Asynchronous Operations: Extensions

Async in and of itself is a highly useful construct that can provide possible time-saving through its cooperative multitasking infrastructure. Async is especially useful with database access and caching, web resource access, and dealing with streams.

MySQL

The async MySQL extension provides a Hack API to query MySQL and similar databases. All relevant methods return an Awaitable, which gives your code control over how it spends the time until the result is ready.

The full API contains all of the classes and methods available for accessing MySQL via async; we will only cover a few of the more common scenarios here.

The primary class for connecting to a MySQL database is AsyncMysqlConnectionPool and its primary method is the async connect.

The primary class for querying a database is AsyncMysqlConnection with the three main query methods: AsyncMysqlConnection::query, AsyncMysqlConnection::queryf, and AsyncMysqlConnection::queryAsync all of which are async. The naming conventions for async methods have not been applied consistently. There is also a method which turns a raw string into an SQL escaped string AsyncMysqlConnection::escapeString. This method should only be used in combination with AsyncMysqlConnection::query.

Choosing a query method

AsyncMysqlConnection::queryAsync

This method is the go-to for safe SQL queries. It handles escaping user input automatically and the %Q placeholder can be used to insert query fragments into other query fragments.

For example:

  • selecting a post by ID
SELECT title, body FROM posts WHERE id %=d
  • Advanced search, which may allow the user to specify a handful of parameters
SELECT %LC FROM %T WHERE %Q
  • Inserting n rows in one big INSERT INTO statement
INSERT INTO %T (%LC) VALUES (%Q)

For a list of all placeholders supported by queryAsync, see HH\Lib\SQL\QueryFormatString. Most placeholders are documented with examples here AsyncMysqlConnection::queryf. The types for the %Lx placeholders is not a Hack Collection when using queryAsync, but a Hack array instead. The documentation for %Q is flat out wrong for using queryAsync and should be ignored.

AsyncMysqlConnection::query

This method is dangerous when used wrong. It accepts a raw string and passes it to the database without scanning for dangerous characters or doing any automatic escaping. If your query contains ANY unescaped input, you are putting your database at risk.

Using this method is preferred for one use case:

When you can type out the query outright, without string interpolation or string concatenation. You can pass in a hardcoded query. This can be preferred over queryAsync and queryf, since you can write your SQL string literals without having to write a %s placeholder. Which makes it easier to change the query later without the risk of messing up which parameter goes with which %s.

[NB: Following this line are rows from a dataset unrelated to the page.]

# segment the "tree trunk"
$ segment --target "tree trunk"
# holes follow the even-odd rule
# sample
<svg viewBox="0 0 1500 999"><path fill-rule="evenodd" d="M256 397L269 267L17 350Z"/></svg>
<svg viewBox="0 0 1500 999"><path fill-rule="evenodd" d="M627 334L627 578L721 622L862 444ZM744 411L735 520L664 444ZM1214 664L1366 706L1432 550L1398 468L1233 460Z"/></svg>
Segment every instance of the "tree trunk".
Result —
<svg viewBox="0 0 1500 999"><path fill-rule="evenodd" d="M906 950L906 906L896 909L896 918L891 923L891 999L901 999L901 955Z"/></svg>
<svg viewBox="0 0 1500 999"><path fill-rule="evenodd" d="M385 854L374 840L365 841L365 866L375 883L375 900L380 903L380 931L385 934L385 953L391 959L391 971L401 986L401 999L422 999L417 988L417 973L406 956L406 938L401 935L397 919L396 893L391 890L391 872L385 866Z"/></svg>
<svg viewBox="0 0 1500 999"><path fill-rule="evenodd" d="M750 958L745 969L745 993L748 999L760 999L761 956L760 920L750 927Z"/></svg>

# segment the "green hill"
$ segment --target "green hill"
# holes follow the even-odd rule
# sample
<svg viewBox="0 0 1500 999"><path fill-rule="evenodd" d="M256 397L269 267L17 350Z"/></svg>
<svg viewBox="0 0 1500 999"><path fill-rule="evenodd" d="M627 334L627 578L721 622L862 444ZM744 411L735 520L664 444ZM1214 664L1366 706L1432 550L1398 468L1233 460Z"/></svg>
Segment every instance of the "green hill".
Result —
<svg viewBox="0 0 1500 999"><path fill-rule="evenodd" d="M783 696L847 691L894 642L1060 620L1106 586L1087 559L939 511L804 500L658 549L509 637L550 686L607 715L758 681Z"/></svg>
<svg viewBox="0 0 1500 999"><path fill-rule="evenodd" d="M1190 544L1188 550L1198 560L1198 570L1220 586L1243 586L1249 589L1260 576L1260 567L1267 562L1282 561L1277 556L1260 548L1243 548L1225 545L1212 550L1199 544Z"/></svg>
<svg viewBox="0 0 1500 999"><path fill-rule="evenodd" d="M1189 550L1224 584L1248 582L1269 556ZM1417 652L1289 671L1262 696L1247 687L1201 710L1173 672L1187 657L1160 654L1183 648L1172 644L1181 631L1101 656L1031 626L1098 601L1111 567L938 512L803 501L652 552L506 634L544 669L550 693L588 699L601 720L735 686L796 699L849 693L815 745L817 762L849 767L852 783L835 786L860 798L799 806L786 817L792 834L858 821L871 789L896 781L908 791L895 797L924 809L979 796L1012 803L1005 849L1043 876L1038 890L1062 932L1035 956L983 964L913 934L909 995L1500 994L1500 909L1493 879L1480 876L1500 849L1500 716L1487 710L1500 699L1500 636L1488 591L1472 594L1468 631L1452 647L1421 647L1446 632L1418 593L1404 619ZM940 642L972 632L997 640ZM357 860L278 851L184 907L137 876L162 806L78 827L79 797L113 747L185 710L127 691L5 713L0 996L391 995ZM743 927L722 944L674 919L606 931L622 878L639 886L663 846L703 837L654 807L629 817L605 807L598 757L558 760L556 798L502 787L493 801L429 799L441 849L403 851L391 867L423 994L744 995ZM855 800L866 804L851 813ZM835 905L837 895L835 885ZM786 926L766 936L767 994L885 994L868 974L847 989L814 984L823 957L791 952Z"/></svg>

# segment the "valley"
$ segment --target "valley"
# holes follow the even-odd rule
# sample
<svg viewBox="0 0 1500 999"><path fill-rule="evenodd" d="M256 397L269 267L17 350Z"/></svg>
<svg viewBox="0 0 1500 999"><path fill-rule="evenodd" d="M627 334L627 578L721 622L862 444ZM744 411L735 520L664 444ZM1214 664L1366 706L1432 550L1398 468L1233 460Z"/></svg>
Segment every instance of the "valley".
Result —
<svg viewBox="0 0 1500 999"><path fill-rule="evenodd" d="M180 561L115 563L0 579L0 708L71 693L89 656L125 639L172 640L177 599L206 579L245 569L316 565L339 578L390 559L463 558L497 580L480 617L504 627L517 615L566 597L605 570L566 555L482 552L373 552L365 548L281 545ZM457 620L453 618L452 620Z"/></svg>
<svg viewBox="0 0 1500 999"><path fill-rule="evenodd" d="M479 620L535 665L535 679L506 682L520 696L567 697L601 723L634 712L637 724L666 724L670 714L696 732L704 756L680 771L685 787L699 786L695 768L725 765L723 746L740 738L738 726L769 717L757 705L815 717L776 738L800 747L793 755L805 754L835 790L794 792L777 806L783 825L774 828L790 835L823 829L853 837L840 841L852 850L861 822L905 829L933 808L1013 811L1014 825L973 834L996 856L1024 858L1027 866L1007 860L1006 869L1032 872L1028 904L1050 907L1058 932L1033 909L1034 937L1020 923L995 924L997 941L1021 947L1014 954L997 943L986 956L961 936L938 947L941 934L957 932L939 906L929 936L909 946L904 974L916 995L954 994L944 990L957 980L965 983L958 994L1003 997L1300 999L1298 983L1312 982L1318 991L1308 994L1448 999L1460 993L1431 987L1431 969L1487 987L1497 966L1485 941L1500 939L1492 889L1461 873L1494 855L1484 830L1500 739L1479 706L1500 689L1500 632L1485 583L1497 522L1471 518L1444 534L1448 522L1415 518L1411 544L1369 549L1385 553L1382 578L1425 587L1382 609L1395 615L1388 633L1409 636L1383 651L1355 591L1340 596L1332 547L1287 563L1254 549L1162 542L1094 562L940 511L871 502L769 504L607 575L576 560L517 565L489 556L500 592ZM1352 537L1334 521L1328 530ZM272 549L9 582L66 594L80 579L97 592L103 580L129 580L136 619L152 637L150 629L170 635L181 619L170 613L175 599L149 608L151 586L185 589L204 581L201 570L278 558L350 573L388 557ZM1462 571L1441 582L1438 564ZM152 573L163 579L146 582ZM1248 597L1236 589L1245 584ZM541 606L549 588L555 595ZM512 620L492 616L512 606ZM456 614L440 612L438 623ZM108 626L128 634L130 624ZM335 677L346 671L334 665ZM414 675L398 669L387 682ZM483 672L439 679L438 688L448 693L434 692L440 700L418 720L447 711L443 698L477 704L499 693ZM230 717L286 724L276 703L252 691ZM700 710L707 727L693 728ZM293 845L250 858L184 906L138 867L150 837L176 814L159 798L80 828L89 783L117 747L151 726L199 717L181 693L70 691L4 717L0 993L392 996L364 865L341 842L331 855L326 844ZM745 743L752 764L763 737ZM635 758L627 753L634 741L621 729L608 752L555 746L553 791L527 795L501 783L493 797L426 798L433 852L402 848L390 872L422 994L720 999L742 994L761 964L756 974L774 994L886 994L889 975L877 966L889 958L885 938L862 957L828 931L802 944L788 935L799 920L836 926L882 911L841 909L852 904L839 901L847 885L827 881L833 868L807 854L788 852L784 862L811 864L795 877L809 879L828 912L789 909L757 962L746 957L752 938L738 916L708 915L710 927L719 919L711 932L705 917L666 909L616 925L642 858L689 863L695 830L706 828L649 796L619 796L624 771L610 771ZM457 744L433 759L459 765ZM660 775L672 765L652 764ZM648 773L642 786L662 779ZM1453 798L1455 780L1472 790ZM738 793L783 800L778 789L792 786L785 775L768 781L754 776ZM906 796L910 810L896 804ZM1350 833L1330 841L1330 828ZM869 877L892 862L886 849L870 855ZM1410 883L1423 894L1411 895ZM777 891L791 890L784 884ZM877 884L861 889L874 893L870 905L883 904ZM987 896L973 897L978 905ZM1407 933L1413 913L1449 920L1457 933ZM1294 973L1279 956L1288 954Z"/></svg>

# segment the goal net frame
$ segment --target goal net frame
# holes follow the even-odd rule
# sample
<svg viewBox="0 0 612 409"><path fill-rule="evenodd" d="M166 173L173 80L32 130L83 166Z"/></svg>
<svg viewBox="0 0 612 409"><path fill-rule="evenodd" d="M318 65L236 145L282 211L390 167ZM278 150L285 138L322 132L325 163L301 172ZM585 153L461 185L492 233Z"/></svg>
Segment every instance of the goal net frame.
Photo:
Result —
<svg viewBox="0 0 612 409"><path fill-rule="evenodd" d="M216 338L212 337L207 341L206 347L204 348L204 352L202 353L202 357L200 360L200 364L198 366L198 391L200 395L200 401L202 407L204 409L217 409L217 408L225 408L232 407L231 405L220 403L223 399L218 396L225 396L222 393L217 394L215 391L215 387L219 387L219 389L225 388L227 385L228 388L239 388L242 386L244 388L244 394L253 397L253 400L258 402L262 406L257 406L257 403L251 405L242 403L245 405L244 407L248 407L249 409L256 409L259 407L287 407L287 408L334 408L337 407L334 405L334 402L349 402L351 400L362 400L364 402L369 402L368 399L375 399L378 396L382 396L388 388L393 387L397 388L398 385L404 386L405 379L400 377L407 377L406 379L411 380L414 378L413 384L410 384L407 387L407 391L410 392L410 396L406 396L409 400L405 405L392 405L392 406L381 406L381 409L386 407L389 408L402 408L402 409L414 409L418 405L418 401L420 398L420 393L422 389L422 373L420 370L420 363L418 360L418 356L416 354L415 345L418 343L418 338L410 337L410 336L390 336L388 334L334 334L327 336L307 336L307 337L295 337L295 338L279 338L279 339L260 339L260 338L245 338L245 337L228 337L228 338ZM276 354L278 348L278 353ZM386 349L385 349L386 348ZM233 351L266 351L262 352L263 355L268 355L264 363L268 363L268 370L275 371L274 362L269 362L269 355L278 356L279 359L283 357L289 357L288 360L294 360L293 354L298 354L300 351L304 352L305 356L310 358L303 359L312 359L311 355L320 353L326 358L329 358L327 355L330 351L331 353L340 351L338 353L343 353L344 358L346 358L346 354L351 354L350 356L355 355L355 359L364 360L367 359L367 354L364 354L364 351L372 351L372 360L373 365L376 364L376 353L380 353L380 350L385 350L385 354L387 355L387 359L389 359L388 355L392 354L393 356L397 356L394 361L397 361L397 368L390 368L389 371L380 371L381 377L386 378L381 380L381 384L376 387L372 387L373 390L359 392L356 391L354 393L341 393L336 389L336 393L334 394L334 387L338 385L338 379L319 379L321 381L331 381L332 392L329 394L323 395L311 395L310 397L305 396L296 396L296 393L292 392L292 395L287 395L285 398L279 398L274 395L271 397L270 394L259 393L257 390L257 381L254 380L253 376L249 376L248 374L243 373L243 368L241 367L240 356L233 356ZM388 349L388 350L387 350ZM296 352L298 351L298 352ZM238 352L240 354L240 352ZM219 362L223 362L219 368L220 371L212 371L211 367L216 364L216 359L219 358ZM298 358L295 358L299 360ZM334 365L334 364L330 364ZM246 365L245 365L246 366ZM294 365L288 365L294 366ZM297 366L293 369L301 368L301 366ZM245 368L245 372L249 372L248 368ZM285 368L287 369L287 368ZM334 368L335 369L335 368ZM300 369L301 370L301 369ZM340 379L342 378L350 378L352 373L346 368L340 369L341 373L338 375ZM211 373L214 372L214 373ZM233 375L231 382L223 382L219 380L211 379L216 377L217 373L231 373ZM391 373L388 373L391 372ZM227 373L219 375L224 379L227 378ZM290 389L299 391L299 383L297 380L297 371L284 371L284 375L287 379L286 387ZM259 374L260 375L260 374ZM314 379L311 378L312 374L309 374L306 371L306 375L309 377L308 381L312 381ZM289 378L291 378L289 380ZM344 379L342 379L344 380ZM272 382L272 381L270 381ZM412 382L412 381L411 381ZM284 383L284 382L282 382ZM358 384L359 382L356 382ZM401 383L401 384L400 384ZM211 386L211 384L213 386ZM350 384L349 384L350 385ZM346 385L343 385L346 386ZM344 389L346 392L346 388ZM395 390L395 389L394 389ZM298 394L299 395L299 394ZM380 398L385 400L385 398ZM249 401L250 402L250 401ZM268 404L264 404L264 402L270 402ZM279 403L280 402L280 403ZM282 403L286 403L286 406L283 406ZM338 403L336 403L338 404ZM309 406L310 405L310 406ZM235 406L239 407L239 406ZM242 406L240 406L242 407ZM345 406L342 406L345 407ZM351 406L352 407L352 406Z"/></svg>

This method can also be used to create queries by doing string manipulation. If you are doing this, you, the developer, must take responsibility for sanitizing the data. Escape everything that needs to be escaped and make triple sure there is not a sneaky way to get raw user data into the concatenated string at any point. As said, this method is dangerous and this is why.

AsyncMysqlConnection::queryf

Is an older API which does what queryAsync does, but with more restrictions. It uses Hack Collections instead of Hack arrays for its %Lx arguments. There is no way to create fragments of queries for safe query building. It is also not possible to build a query without having an \AsyncMysqlConnection. New code should use queryAsync instead.

Getting results

The primary class for retrieving results from a query is an abstract class called AsyncMysqlResult, which itself has two concrete subclasses called AsyncMysqlQueryResult and AsyncMysqlErrorResult. The main methods on these classes are vectorRows | vectorRowsTyped and mapRows | mapRowsTyped, which are non-async.

When to use the ____Typed variant over its untyped counterpart.

The typed functions will help you by turning database integers into Hack ints and some, but not all fractional numbers into Hack floats. This is almost always preferred, except for cases where the result set includes unsigned 64-bit integers (UNSIGNED BIGINT). These numbers may be larger than the largest representable signed 64-bit integer and can therefore not be used in a Hack program. The runtime currently returns the largest signed 64-bit integer for all values which exceed the maximum signed 64-bit integer.

The untyped function will return all fields as either a Hack string or a Hack null. So an integer 404 in the database would come back as "404".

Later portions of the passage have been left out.